Tomorrow is a much anticipated day. First day of December. I can tell you that the last 1st of December back in 2008 saw the market drop huge in a big sell off.
But admittedly the price action of the past day and a half has been the markets absorbing all the selling, while maintaining above major support, and then eventually making headway back up again as it did in the afternoon. And then as you can see on the Wilshire chart, it was stopped perhaps temporarily exactly at the head and shoulder neckline.

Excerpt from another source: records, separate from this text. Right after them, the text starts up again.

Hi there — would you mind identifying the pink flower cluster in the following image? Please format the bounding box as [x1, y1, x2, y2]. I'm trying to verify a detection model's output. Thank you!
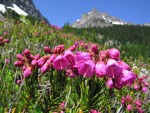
[134, 76, 149, 93]
[0, 36, 10, 46]
[121, 95, 144, 113]
[14, 42, 136, 89]
[89, 109, 101, 113]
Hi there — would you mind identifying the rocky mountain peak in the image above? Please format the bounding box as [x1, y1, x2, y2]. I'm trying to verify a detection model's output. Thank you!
[0, 0, 49, 23]
[72, 8, 127, 28]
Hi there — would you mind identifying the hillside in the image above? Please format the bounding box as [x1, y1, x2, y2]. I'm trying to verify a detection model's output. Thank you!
[64, 25, 150, 60]
[0, 0, 150, 113]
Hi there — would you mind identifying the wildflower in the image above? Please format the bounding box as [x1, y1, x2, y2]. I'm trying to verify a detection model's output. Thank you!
[38, 56, 48, 68]
[106, 78, 114, 89]
[77, 60, 95, 77]
[3, 39, 10, 43]
[16, 54, 24, 61]
[53, 55, 68, 70]
[64, 50, 75, 68]
[68, 45, 77, 51]
[108, 48, 120, 60]
[121, 97, 127, 104]
[44, 46, 52, 54]
[40, 63, 50, 73]
[127, 104, 132, 111]
[95, 61, 106, 77]
[5, 59, 10, 64]
[31, 59, 38, 66]
[121, 70, 136, 85]
[14, 61, 24, 67]
[117, 61, 130, 71]
[89, 109, 100, 113]
[23, 49, 30, 58]
[106, 59, 123, 78]
[75, 52, 92, 62]
[134, 84, 140, 90]
[142, 87, 148, 93]
[34, 54, 40, 60]
[91, 44, 99, 54]
[126, 95, 133, 102]
[0, 36, 3, 42]
[134, 100, 142, 107]
[136, 107, 144, 113]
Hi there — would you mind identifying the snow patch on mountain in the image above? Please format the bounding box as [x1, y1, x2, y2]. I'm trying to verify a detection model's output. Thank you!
[0, 4, 28, 16]
[72, 8, 128, 28]
[0, 4, 6, 13]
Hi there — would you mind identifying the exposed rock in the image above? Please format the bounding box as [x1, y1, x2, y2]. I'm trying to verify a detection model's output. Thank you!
[0, 0, 49, 23]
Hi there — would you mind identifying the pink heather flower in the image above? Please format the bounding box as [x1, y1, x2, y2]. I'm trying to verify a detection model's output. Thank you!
[95, 61, 106, 77]
[29, 54, 35, 60]
[127, 104, 132, 111]
[142, 87, 148, 93]
[126, 95, 133, 102]
[134, 84, 140, 90]
[144, 81, 149, 87]
[108, 48, 120, 60]
[44, 46, 52, 54]
[59, 102, 65, 107]
[14, 61, 24, 67]
[34, 54, 40, 60]
[22, 65, 27, 71]
[89, 109, 100, 113]
[74, 42, 79, 46]
[64, 50, 75, 68]
[60, 45, 65, 52]
[16, 80, 21, 84]
[5, 59, 10, 64]
[75, 52, 92, 63]
[91, 44, 99, 54]
[0, 36, 3, 42]
[23, 67, 32, 78]
[48, 54, 56, 63]
[16, 54, 24, 61]
[121, 70, 136, 85]
[3, 32, 9, 35]
[136, 107, 144, 113]
[31, 59, 38, 66]
[3, 39, 10, 43]
[53, 55, 68, 70]
[68, 45, 77, 51]
[40, 63, 50, 74]
[38, 57, 47, 67]
[23, 49, 30, 58]
[106, 59, 123, 78]
[118, 61, 130, 71]
[134, 100, 142, 107]
[106, 78, 114, 89]
[142, 75, 148, 79]
[77, 60, 95, 77]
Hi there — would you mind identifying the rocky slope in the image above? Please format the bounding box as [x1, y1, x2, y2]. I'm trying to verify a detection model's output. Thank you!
[0, 0, 49, 23]
[72, 8, 128, 28]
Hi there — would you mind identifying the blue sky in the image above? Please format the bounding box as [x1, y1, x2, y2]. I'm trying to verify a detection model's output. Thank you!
[33, 0, 150, 27]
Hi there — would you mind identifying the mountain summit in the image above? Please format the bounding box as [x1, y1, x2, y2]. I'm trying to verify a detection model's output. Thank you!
[0, 0, 49, 23]
[72, 8, 127, 28]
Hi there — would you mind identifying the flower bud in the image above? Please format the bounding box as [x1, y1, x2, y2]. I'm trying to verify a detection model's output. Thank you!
[44, 46, 52, 54]
[14, 61, 24, 67]
[16, 54, 24, 61]
[108, 48, 120, 60]
[23, 67, 32, 78]
[127, 104, 132, 111]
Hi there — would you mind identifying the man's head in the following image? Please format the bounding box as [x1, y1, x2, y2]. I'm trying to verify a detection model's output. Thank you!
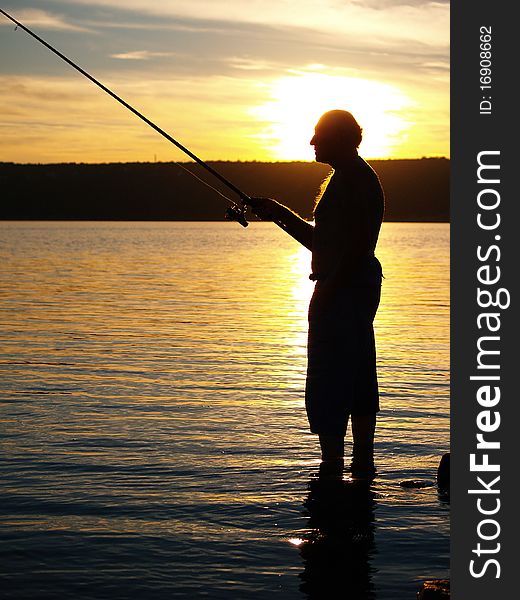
[310, 110, 362, 166]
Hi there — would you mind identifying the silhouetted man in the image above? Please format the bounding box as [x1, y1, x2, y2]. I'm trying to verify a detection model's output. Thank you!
[251, 110, 384, 477]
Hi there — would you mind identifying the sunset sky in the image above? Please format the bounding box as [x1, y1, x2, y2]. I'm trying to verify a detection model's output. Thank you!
[0, 0, 449, 163]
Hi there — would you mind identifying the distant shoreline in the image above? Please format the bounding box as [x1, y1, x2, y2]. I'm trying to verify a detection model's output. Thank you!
[0, 158, 450, 223]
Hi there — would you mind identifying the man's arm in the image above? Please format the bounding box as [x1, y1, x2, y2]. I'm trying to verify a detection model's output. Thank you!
[249, 198, 314, 251]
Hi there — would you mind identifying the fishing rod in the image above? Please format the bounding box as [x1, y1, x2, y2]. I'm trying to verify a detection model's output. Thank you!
[0, 8, 251, 227]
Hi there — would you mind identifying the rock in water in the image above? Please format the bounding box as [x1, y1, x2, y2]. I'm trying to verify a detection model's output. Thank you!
[417, 579, 451, 600]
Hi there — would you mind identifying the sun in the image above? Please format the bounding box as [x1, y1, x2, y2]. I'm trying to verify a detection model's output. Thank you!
[251, 67, 412, 160]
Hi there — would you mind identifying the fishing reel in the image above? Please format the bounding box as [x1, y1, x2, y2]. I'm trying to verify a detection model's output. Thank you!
[225, 204, 249, 227]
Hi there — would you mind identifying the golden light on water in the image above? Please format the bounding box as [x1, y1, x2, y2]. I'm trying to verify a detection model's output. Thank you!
[250, 67, 412, 160]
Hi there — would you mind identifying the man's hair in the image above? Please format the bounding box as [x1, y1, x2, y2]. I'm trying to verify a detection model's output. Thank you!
[320, 109, 363, 148]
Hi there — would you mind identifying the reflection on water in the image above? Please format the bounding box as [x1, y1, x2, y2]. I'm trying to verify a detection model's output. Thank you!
[299, 474, 377, 600]
[0, 222, 449, 600]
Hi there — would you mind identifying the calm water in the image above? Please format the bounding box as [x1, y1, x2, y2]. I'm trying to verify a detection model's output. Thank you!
[0, 222, 449, 600]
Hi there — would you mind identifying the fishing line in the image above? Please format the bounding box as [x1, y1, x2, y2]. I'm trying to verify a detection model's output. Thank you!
[0, 8, 251, 227]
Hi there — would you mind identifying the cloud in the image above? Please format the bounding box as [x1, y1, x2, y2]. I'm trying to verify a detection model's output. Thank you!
[0, 8, 91, 32]
[110, 50, 175, 60]
[43, 0, 449, 47]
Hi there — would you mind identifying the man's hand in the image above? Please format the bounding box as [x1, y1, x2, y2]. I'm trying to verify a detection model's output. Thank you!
[247, 198, 282, 221]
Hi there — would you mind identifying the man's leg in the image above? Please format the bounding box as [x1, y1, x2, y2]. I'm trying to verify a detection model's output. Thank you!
[351, 413, 376, 475]
[320, 433, 345, 461]
[319, 433, 345, 479]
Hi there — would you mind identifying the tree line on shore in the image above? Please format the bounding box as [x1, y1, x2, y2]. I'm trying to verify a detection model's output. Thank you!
[0, 158, 449, 222]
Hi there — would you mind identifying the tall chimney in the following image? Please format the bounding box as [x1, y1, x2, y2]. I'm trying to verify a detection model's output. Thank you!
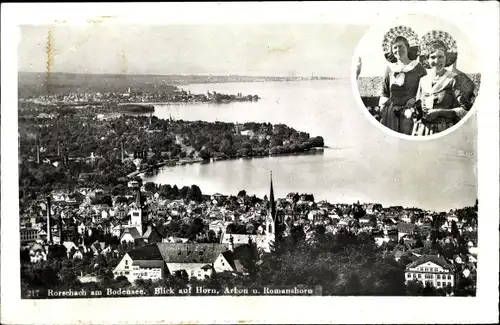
[47, 196, 52, 245]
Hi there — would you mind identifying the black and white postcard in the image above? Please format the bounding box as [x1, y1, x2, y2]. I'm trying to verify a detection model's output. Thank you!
[1, 1, 500, 324]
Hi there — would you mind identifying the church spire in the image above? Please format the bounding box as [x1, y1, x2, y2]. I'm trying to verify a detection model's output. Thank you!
[269, 171, 276, 220]
[135, 189, 142, 208]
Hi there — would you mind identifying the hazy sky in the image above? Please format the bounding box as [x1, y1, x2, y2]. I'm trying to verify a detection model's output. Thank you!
[18, 24, 368, 77]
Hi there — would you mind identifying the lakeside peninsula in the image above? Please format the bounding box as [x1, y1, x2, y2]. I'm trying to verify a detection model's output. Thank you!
[19, 111, 324, 199]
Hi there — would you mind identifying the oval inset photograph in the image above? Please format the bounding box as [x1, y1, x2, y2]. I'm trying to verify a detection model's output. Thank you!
[353, 14, 481, 139]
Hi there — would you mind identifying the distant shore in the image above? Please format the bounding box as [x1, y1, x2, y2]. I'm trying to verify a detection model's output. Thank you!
[133, 146, 324, 178]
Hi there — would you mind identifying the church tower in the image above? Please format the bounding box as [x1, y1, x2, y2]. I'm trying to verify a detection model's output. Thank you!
[266, 172, 279, 241]
[130, 190, 143, 236]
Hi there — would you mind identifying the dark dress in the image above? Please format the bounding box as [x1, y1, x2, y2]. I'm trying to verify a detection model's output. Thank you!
[380, 62, 427, 135]
[413, 71, 474, 136]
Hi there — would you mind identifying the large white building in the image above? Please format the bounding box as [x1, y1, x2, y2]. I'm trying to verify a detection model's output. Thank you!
[113, 243, 240, 283]
[405, 255, 455, 288]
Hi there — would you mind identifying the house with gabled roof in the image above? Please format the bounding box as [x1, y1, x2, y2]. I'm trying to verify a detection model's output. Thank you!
[396, 222, 418, 241]
[405, 255, 455, 288]
[113, 243, 228, 282]
[120, 227, 142, 243]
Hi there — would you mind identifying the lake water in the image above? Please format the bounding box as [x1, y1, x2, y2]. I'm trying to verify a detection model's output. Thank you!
[144, 80, 477, 211]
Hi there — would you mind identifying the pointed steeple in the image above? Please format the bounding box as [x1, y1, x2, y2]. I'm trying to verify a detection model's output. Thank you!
[269, 171, 276, 220]
[135, 189, 142, 208]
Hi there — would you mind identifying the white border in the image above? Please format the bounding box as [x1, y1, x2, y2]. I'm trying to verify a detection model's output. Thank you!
[351, 13, 480, 141]
[1, 1, 499, 324]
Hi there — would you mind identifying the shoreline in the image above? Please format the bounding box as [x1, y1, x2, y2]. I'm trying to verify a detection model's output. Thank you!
[135, 146, 326, 178]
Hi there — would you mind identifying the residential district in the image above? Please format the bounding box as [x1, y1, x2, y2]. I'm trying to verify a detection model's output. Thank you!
[20, 172, 477, 298]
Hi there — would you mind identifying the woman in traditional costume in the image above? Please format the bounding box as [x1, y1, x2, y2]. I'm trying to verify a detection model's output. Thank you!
[379, 26, 426, 135]
[412, 30, 474, 136]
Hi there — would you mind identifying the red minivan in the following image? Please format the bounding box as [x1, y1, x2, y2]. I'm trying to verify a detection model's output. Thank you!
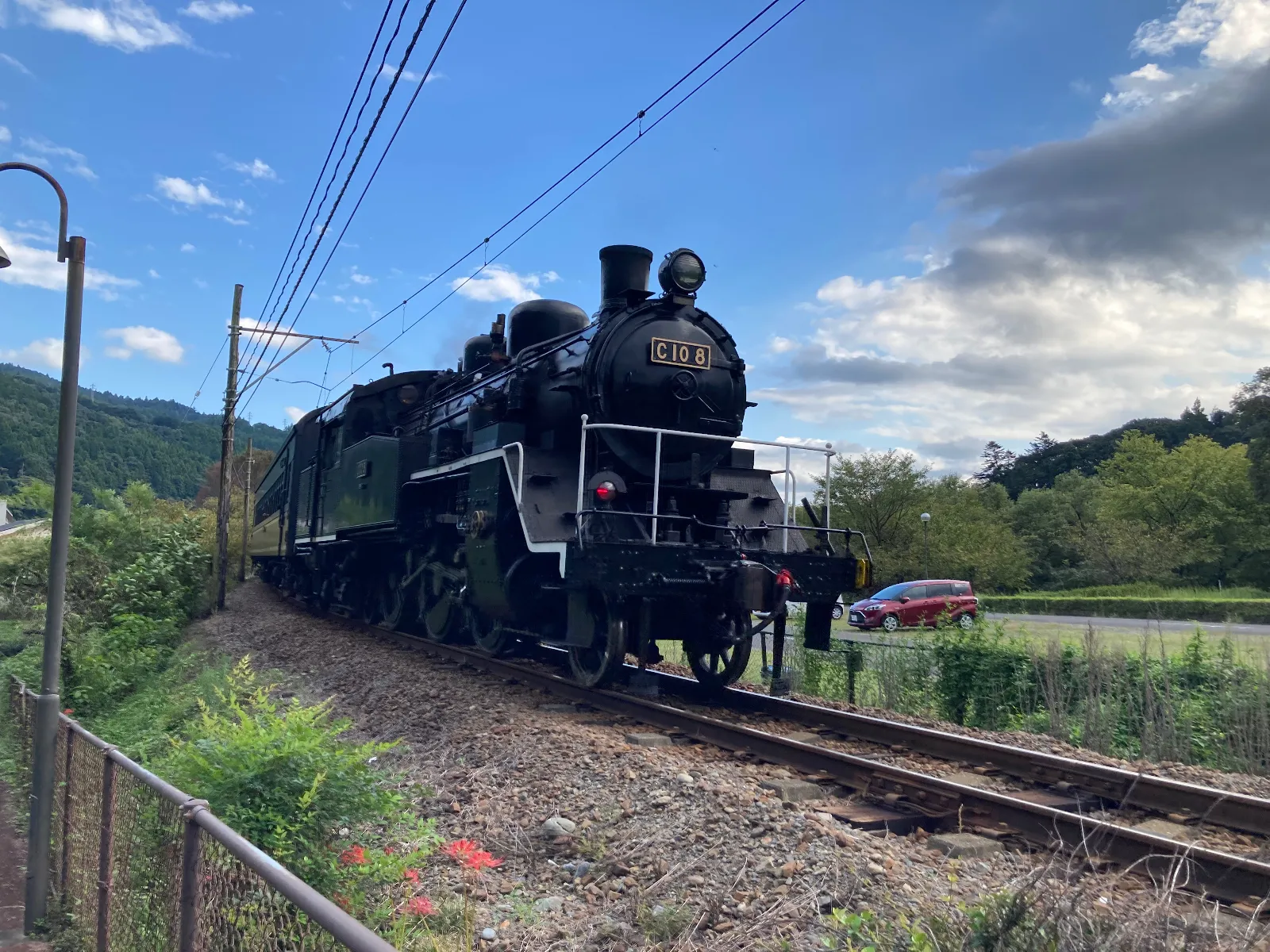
[847, 579, 979, 631]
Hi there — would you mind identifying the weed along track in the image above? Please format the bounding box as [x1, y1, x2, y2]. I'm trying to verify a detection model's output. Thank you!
[273, 589, 1270, 916]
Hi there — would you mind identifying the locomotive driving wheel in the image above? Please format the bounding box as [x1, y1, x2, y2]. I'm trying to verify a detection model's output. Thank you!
[419, 562, 468, 643]
[377, 566, 410, 631]
[683, 612, 754, 689]
[468, 608, 517, 658]
[569, 592, 626, 688]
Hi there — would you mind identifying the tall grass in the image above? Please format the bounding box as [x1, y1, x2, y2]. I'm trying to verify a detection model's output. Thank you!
[1000, 582, 1270, 601]
[790, 624, 1270, 774]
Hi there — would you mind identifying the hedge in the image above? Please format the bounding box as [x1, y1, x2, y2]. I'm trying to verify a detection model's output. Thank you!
[979, 593, 1270, 624]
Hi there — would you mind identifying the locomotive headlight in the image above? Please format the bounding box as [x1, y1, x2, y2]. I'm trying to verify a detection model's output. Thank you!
[656, 248, 706, 294]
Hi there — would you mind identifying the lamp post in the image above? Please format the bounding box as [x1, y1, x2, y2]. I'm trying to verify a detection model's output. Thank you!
[922, 512, 931, 579]
[0, 163, 84, 933]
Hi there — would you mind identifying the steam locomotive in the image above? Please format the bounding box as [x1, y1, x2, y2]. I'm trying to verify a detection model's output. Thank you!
[248, 245, 870, 687]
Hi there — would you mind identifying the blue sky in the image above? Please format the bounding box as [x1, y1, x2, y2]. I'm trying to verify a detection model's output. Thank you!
[0, 0, 1270, 472]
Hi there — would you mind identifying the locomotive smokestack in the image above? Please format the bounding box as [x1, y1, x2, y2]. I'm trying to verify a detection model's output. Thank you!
[599, 245, 652, 307]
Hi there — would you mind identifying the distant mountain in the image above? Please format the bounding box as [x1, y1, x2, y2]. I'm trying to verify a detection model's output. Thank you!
[989, 402, 1251, 497]
[0, 363, 287, 500]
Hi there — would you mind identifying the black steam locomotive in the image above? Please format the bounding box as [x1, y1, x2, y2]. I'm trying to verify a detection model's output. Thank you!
[249, 245, 870, 685]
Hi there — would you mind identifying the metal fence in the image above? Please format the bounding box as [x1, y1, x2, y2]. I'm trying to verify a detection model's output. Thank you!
[9, 679, 392, 952]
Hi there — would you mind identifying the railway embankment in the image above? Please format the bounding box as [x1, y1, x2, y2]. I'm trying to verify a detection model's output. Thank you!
[192, 584, 1262, 950]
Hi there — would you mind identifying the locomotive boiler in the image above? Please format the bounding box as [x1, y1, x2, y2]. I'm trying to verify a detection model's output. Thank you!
[249, 245, 870, 687]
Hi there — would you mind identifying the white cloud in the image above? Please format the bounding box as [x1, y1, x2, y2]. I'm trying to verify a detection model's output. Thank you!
[217, 155, 278, 182]
[1130, 0, 1270, 66]
[756, 0, 1270, 472]
[0, 53, 36, 76]
[155, 175, 244, 209]
[21, 137, 97, 179]
[17, 0, 190, 53]
[449, 264, 560, 303]
[103, 325, 186, 363]
[0, 338, 89, 370]
[379, 63, 446, 83]
[180, 0, 252, 23]
[0, 228, 138, 301]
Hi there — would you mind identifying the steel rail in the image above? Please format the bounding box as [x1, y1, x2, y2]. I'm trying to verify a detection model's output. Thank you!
[350, 626, 1270, 910]
[632, 671, 1270, 835]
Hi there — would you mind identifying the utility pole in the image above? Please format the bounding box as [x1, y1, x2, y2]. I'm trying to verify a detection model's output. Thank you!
[0, 163, 85, 935]
[239, 436, 252, 582]
[216, 284, 243, 609]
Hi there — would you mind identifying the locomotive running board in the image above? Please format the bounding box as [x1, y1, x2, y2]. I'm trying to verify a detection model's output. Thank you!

I would be more bearish if the market had made a beeline straight up today, but it rather put in a very workmanlike day that we have seen too often during minor and major turning points during this P2 in which it works off the selling, maintains the pivot, and makes forward progress eventually. If the market did selloff after having this familiar behavior pattern play out would help identify a trend change as it would be unexpected from what we have seen over the past 8 months.
So the bulls are trying to put itself in position to challenge 1100 again. And if it can gain 1100, it should be able to challenge its big gap down hole from 1110 - 1105 or so. And then we would see how it handles the gap.
What I don't like about the bearish side is that there is a feeling of concern and mild "panic" (VIX did jump 20% after all) with the Dubai situation, yet prices maintained rather very well. So if sentiment went too bearish too quickly, its actually bullish. Thats the "wall of worry", at least for now.
This is one night I really look forward to EWI's update as I don't have a good answer except that I expect (and hope) that the big gap down from 1110-1105 gets filled/challenged. At least thats what prices seemed to be signalling today was their intention. And of course if it conquers the gap, its only a point or so away from making a new high anyways huh?